OUR APPROACH: The team investigated where, when, and how spills occur, and what risk they pose to natural resources. This information is compiled in a user-friendly online tool that agencies and governments will be able to use to shape regulations, identify areas that may require additional resources, and strike a balance between conservation and development.
Visualizing Spill Data
The team designed an online interactive spills data visualization tool to provide insight into where, when, and how spills occur. The platform allows users to filter data with metrics such as volume of the spill, spill year, material spilled, and spill pathway, allowing comparisons to be made within and across states. This centralized database allows state regulators and other stakeholders to identify trends in common spill pathways and causes, and pinpoint wells associated with unusually high spill rates, providing decision-makers with important information on where to target efforts for locating and preventing future spills.
Understanding the Risks of Spills
To determine the causes, risk, and frequency of spills, the team analyzed over 30,000 wells in Colorado, New Mexico, North Dakota, and Pennsylvania from 2005-2014. They found that 15% of all wells reported a spill. Other major findings include:
- WHEN: 75% of spills occur within the first 3 years of well life
- WHERE: 50% of spills occurred at storage tanks or flowlines
- WHAT: 69% of materials spilled were crude oil or wastewater
- HOW: 37% of spills were caused mechanical or human errors* (majority (62%) of the causes were unknown)

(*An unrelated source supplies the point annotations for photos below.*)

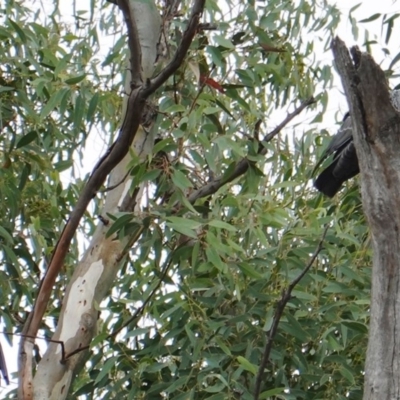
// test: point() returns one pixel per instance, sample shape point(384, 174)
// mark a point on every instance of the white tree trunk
point(94, 274)
point(376, 130)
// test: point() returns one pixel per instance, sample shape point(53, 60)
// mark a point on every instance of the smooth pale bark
point(94, 274)
point(376, 127)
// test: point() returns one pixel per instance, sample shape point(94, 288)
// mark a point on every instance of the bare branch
point(243, 165)
point(99, 174)
point(286, 296)
point(181, 51)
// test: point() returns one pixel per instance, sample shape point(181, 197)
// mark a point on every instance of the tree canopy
point(207, 300)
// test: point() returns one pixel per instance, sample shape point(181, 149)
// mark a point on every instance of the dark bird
point(344, 165)
point(3, 367)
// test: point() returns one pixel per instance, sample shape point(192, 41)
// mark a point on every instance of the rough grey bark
point(376, 129)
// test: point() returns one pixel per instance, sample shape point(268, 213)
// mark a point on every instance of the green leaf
point(75, 79)
point(26, 139)
point(119, 223)
point(222, 225)
point(247, 365)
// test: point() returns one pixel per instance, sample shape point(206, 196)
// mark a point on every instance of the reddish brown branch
point(106, 164)
point(181, 51)
point(286, 296)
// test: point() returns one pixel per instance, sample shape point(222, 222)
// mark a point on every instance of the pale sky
point(337, 100)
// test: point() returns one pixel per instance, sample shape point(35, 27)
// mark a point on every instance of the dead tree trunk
point(376, 130)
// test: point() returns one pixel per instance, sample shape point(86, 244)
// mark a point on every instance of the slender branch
point(243, 165)
point(133, 42)
point(286, 296)
point(99, 174)
point(181, 51)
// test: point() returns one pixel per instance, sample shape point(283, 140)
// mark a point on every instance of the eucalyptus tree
point(195, 260)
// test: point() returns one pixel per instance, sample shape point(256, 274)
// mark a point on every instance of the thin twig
point(181, 51)
point(243, 165)
point(286, 296)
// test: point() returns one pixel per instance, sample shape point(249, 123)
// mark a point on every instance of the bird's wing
point(343, 136)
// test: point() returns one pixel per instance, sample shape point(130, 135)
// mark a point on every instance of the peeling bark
point(376, 130)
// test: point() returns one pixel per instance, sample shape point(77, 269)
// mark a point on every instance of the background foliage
point(208, 276)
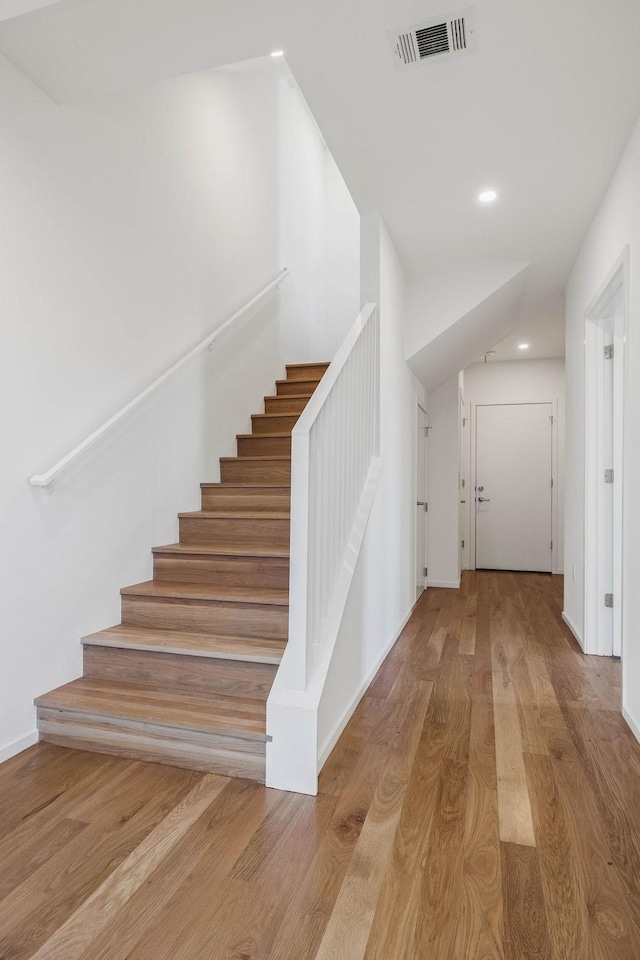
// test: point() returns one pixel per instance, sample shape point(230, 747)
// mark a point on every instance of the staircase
point(184, 679)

Additionally, a large subset of spills occurred in very close proximity to streams and in watersheds of high importance to drinking water. As natural gas extraction continues, these findings can be used globally to better understand where to invest in risk-based monitoring and to inform best management practices in regions with developing extraction policies.
“State spill data holds great promise for risk identification and mitigation. As unconventional oil and gas increases, making this data more uniform and accessible will help support state efforts to reduce the risk of a spill occurring.”

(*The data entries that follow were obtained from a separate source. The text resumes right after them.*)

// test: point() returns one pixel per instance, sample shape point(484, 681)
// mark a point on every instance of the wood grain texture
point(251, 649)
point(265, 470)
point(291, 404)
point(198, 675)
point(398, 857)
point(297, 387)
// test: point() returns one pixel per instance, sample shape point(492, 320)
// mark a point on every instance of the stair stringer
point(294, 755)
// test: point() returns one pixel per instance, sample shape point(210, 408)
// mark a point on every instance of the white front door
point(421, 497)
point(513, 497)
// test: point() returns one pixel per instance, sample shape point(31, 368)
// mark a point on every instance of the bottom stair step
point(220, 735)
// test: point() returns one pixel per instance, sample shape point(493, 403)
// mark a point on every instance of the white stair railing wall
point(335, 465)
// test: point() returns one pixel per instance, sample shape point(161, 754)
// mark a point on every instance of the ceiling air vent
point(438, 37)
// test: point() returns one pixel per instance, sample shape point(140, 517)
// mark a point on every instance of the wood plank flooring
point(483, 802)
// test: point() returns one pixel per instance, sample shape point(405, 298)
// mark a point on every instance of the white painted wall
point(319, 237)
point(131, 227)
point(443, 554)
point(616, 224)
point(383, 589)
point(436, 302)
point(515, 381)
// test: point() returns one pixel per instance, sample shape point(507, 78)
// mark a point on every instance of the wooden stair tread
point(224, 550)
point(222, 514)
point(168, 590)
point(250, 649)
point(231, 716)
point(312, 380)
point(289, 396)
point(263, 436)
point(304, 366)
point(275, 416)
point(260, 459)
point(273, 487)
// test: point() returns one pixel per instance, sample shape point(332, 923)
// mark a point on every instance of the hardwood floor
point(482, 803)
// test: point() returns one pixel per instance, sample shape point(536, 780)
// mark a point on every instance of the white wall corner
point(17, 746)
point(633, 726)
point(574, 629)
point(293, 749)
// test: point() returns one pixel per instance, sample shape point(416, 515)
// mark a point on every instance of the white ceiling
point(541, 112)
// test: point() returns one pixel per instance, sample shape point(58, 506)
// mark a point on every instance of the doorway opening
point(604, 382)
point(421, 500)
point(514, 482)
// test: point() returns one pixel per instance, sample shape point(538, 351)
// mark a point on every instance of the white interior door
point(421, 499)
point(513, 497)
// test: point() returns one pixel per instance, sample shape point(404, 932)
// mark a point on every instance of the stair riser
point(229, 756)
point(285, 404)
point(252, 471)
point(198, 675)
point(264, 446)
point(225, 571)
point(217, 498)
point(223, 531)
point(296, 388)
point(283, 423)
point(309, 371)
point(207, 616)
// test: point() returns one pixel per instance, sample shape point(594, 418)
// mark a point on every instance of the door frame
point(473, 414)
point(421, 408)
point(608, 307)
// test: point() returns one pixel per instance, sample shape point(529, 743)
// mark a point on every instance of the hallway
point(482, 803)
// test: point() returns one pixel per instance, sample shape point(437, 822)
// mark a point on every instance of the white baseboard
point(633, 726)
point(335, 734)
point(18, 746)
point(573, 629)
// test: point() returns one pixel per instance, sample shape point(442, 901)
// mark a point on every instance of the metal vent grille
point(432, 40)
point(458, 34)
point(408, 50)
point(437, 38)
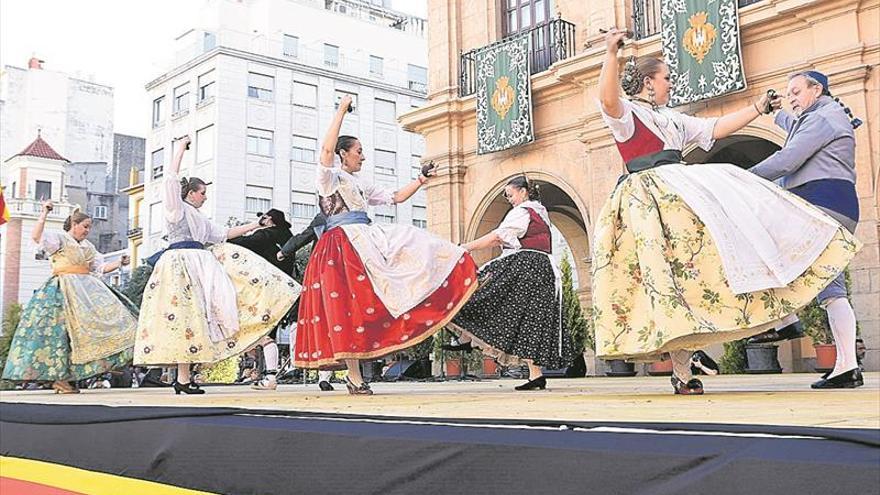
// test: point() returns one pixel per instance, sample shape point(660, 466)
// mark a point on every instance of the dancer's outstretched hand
point(429, 169)
point(614, 39)
point(183, 142)
point(344, 103)
point(769, 102)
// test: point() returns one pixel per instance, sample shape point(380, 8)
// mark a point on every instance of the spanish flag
point(4, 211)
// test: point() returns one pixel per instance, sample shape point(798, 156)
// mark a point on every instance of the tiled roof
point(41, 149)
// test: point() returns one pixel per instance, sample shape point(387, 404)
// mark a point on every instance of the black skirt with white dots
point(514, 314)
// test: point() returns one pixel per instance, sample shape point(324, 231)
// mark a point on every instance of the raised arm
point(241, 230)
point(182, 145)
point(328, 148)
point(732, 122)
point(609, 87)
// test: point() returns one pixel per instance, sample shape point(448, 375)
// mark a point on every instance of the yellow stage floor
point(784, 399)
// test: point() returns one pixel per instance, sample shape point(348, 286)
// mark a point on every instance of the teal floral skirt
point(40, 349)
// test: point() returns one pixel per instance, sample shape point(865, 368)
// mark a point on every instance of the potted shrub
point(578, 321)
point(490, 367)
point(733, 361)
point(453, 367)
point(815, 322)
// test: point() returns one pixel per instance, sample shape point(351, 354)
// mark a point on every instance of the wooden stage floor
point(784, 399)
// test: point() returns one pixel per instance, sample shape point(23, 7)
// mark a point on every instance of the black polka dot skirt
point(515, 312)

– Lauren Patterson, Team Member
This PLoS ONE paper describes the projected and aggregate global spatial patterns of expected urban and agricultural expansion, conventional and unconventional oil and gas, coal, solar, wind, biofuels and mining development in order to inform habitat conservation initiatives.
In this study published in Science of The Total Environment, the team analyzed spill data associated with unconventional wells across several states from 2005 to 2014 and summarized frequency, volumes and spill rates of spilled materials, and evaluated the environmental risk of the spills.
This paper published in Environmental Science and Technology describes the variation in risks, mitigation priorities, and state reporting requirements in states that permit hydraulic fracturing.